In the previous article we discussed the backend side for the resources we need to configure on AWS IoT Core to allow a device to connect via MQTT. These include the thing, the certificate, the appropriate policy, and it outputs the data needed by the client.

How to manage IoT Core resources with Terraform

Thing, certificate, policy, and other resources you'll need to connect devices to the AWS cloud

In this article, we'll implement a basic NodeJs application that uses MQTT.js to publish and subscribe to MQTT topics. This can then form the basis of an IoT-driven solution built on AWS.

Setting up the environment

The Terraform stack we built previously outputs a couple of values that the client app will need:

ca = <<EOT
-----BEGIN CERTIFICATE-----
MIIDQTCCAimgAwIBAgITBmyfz5m/jAo54vB4ikPmljZbyjANBgkqhkiG9w0BAQsF
...
-----END CERTIFICATE-----

EOT
cert = <<EOT
-----BEGIN CERTIFICATE-----
MIICuTCCAaGgAwIBAgIRAJxkojqslH8aV89AbIM2qI8wDQYJKoZIhvcNAQELBQAw
...
-----END CERTIFICATE-----

EOT
iot_endpoint = "a192wytv5ywpbg-ats.iot.eu-central-1.amazonaws.com"
key = <<EOT
-----BEGIN RSA PRIVATE KEY-----
MIIEpAIBAAKCAQEAzy4j8/DSDF/DFbeT3LzqzwsRt0J4+2N4HLyF4uBD4GGk+DIE
...
-----END RSA PRIVATE KEY-----

EOT
thing_name = "thing_658f63be58a9b9d4"

To move these to the NodeJs app, extract them to environment variables:

CA=$(terraform output -raw ca) \
	IOT_ENDPOINT=$(terraform output -raw iot_endpoint) \
	CERT=$(terraform output -raw cert) \
	KEY=$(terraform output -raw key) \
	THING_NAME=$(terraform output -raw thing_name) \
	node index.js

Then inside the app extract them from the process.env:

const {IOT_ENDPOINT, CA, CERT, KEY, THING_NAME} = process.env;

Installing dependencies

As NodeJs does not provide built-in support to connect to MQTT endpoints, we'll need a library to do that. I could find only a single project for this: MQTT.js. There are others that implement MQTT over WebSocket, but that's a different scheme and it works a bit differently than standard MQTT in AWS.

To install MQTT.js:

npm i mqtt

Connection

The MQTT connection needs a couple of arguments:

const opt = {
	host: IOT_ENDPOINT,
	protocol: "mqtt",
	clientId: THING_NAME,
	clean: true,
	key: KEY,
	cert: CERT,
	ca: CA,
	reconnectPeriod: 0,
};

const client  = connect(opt);

The host defines the URL to connect, and it is the IoT endpoint for the AWS account (or more precisely, a region in the account). The protocol is mqtt as we want direct MQTT connection and not one over WebSockets.

Moving forward, the clientId is the thing name, as required by AWS. Then the key and the cert are for the client authentication, as AWS trusts this certificate.

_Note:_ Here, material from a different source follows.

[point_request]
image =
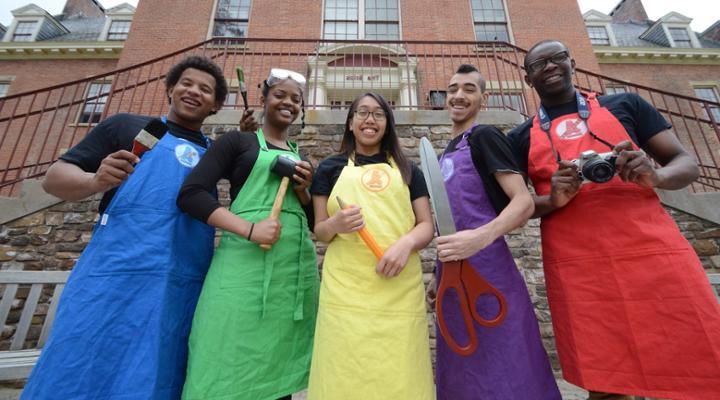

Finally, the ca is AWS's root certificate so that the client can verify the endpoint.

Then add an event listener for the connection:

client.on("connect", () => {
	// ...
})

Publishing and subscribing

After the connection is established, the client can publish values to topics:

client.publish(
	`$aws/things/${THING_NAME}/shadow/name/test/update`,
	JSON.stringify({state: {reported: {value: data}}})
);

The first argument is the topic. On the backend-side we implemented a "walled garden" permission model that restricts all devices to topics under $aws/things/<thing name>/, so the client needs to specify a topic with that prefix. In this case, this is the test shadow.

The second argument is the payload. Shadows define a strict structure the clients need to follow with a state property with a reported or desired field. In this example, the client updates the reported state of the test shadow with {value: data}.

Subscribing to changes

Subscribing works similarly, as it also needs a topic:

client.subscribe(`$aws/things/${THING_NAME}/shadow/name/test/update/documents`, (err) => {
	// handle subscribe error or success
});

The topic for a shadow is defined in the shadow documentation. The /shadow/name/test/update/documents listens for changes to the test shadow.

Receiving the events is done via the connection object:

client.on("message", (topic, message) => {
	console.log("[Message received]: " + JSON.stringify(JSON.parse(message.toString()).current.state, undefined, 2));
});

Whenever the shadow is updated, this function will be called.

Conclusion

The above implementation gives a bare-bones but complete functionality for a device running NodeJs to connect to AWS IoT Core. It connects securely using mutual TLS authentication, can publish to topics, and can receive data in real-time.